Aymaho se miró el cuerpo. A lo largo del día, el tinte negro del fruto de la genipa había ido desapareciendo, pero en algunas partes todavía se adivinaba. Detrás de Yami y Tiacca, las mujeres lo miraban fijamente y cuchicheaban nerviosas sobre lo que le debía de haber sucedido.
—Yami, ¿te acuerdas de las historias sobre los ambue’y? —preguntó él.
—¡Ambue’y! —Los rasgos se le marcaron—. ¿Por qué me lo preguntas?
—Esta herida me la causó una de sus armas —dijo removiendo la capa de pasta de helecho bajo la cual la cicatriz era todavía visible—. Son como cerbatanas, solo que no hace falta soplar. Y son mucho más peligrosas.
Ella se agachó y se lavó los restos de helecho de los dedos.
—Ah, ¿sí? Si te hubiera alcanzado el dardo de una cerbatana, ya estarías muerto.
—Me gustaría saber si un ava también puede usar esas armas o si se necesita algún tipo de hechizo que solo dominan los ambue’y. ¿Dicen algo las leyendas al respecto?
Yami se levantó con una expresión de furia y levantó rápidamente las manos sacudiendo las carnes que le colgaban de los brazos.
—Hace ya tiempo que juré no volver a malgastar ni una palabra sobre esos… individuos.
—¿Eso hiciste?
—Toda la aldea lo hizo.
—¿Por qué? —preguntó Aymaho desconcertado. Y dado que ella no reaccionaba, se pasó la mano por detrás de la oreja—. No te he entendido bien, Yami. ¿Por qué?

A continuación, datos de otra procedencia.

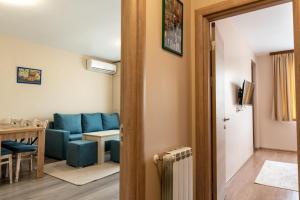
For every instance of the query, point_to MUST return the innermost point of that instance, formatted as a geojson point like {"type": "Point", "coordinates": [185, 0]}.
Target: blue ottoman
{"type": "Point", "coordinates": [81, 153]}
{"type": "Point", "coordinates": [115, 151]}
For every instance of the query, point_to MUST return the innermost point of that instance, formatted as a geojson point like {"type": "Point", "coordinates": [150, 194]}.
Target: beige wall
{"type": "Point", "coordinates": [167, 94]}
{"type": "Point", "coordinates": [272, 134]}
{"type": "Point", "coordinates": [117, 90]}
{"type": "Point", "coordinates": [239, 129]}
{"type": "Point", "coordinates": [67, 86]}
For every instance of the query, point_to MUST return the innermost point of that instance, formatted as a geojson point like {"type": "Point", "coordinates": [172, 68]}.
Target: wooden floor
{"type": "Point", "coordinates": [49, 188]}
{"type": "Point", "coordinates": [242, 187]}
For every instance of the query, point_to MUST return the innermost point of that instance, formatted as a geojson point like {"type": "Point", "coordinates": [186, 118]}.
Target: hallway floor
{"type": "Point", "coordinates": [242, 187]}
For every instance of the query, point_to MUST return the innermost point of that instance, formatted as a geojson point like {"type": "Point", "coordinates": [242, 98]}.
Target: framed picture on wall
{"type": "Point", "coordinates": [172, 26]}
{"type": "Point", "coordinates": [29, 76]}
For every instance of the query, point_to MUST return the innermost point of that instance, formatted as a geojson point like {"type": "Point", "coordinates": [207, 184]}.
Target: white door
{"type": "Point", "coordinates": [218, 106]}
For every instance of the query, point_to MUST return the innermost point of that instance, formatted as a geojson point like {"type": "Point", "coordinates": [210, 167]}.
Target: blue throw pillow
{"type": "Point", "coordinates": [92, 122]}
{"type": "Point", "coordinates": [111, 121]}
{"type": "Point", "coordinates": [70, 123]}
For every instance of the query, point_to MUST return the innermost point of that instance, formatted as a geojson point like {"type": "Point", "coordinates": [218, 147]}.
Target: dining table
{"type": "Point", "coordinates": [17, 132]}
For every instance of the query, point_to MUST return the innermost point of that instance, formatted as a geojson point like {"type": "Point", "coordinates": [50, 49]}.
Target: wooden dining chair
{"type": "Point", "coordinates": [25, 150]}
{"type": "Point", "coordinates": [6, 159]}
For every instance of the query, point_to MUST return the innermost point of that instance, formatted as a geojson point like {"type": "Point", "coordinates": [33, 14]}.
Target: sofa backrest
{"type": "Point", "coordinates": [91, 122]}
{"type": "Point", "coordinates": [111, 121]}
{"type": "Point", "coordinates": [86, 122]}
{"type": "Point", "coordinates": [66, 122]}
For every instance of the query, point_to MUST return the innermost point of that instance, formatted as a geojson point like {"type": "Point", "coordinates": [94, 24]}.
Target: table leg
{"type": "Point", "coordinates": [101, 151]}
{"type": "Point", "coordinates": [41, 153]}
{"type": "Point", "coordinates": [0, 158]}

Sin embargo, Yami permaneció callada. Continuó untándole de grasa las heridas duras y encostradas. A pesar de su obstinación, le procuraba una sensación agradable. Las mujeres se hicieron a un lado. El cacique y los chamanes se acercaron. Otra vez aquella mirada de la que Aymaho empezaba a hartarse. Durante la mañana anunció lo que le había sucedido y el peligro que corrían. ¿Acaso no debían recibirle como a un gran guerrero? En vez de eso, lo trataban como a un apestado que se hubiera contagiado entre los ambue’y.

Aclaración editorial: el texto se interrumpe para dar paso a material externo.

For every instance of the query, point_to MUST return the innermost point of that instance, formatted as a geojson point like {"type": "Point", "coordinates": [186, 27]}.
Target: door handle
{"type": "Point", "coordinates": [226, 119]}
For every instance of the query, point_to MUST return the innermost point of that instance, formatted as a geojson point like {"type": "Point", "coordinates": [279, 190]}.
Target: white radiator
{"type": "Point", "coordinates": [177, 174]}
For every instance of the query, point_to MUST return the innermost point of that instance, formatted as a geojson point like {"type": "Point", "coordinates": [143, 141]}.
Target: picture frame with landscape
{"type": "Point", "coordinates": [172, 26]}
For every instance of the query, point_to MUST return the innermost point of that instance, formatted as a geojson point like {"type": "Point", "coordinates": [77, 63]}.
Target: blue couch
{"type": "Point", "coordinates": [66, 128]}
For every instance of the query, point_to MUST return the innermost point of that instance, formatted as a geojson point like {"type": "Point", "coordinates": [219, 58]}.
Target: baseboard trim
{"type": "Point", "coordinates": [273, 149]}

A pesar de que ya había regresado al poblado y había vuelto a ser una persona, tenía la sensación de que faltaba todavía un paso para su retorno completo, un paso que no podría dar nunca.
A no ser que los defendiera de la amenaza que se cernía sobre ellos.

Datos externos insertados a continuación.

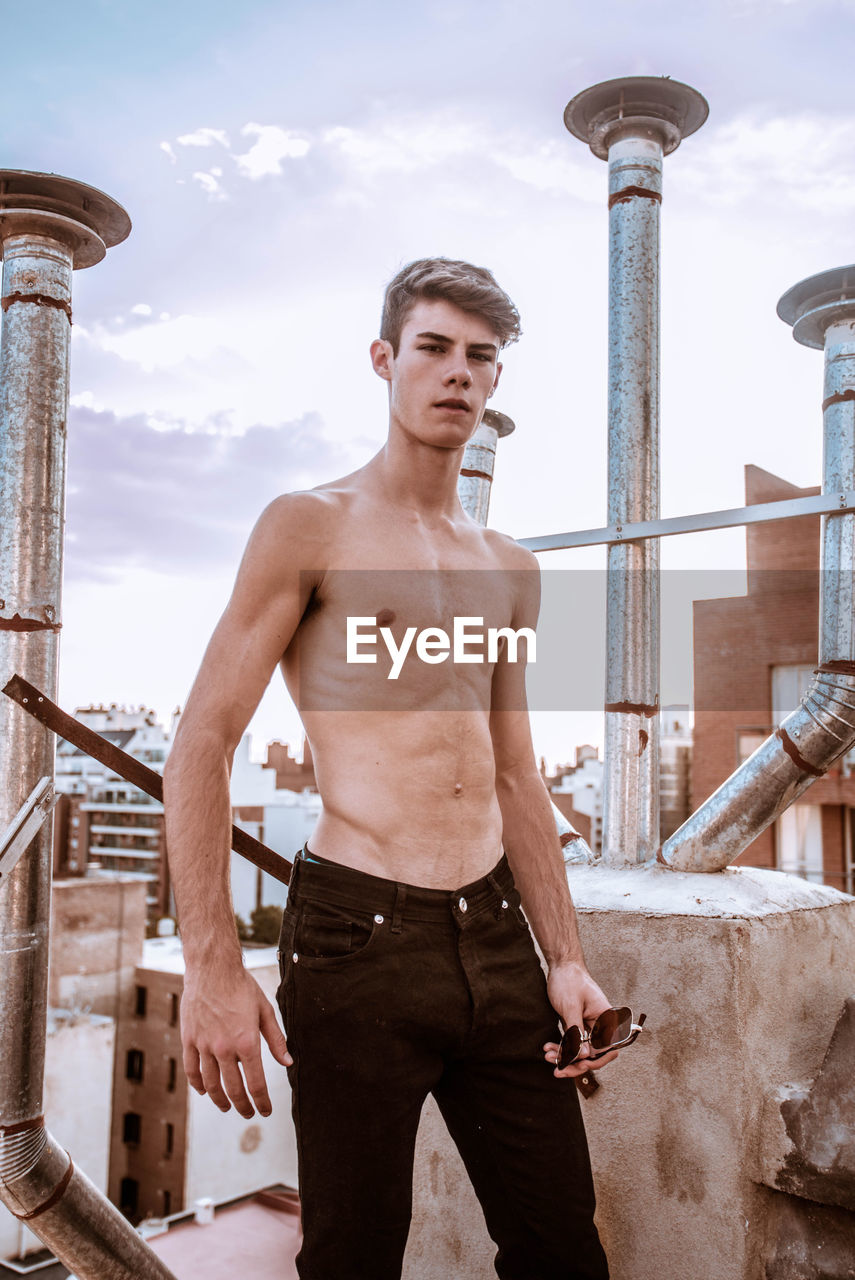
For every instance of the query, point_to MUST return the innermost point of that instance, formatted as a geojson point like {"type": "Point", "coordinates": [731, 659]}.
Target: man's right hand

A no ser que llevara consigo la calavera. La calavera del cacique de los otros.
Los hombres se dirigieron a la entrada de la caverna. Aymaho había estado allí por última vez dos años atrás, cuando murió su madre. Un cúmulo de lianas ocultaba la entrada. Si uno no sabía lo que allí se encontraba, bien podría haber estado delante sin advertirla. El cacique metió un dedo entre las lianas, vaciló un instante y las echó a un lado. Los hombres fueron desapareciendo uno tras otro en el interior. Les azotó un fuerte olor a moho, y hubieron de hacer esfuerzos para no toser y estornudar. Se decía que los espíritus de los muertos llenaban la caverna. No obstante, mirando a su alrededor, Aymaho no vio más que nubes de polvo bailando bajo los rayos del sol que penetraban entre los huecos de las paredes.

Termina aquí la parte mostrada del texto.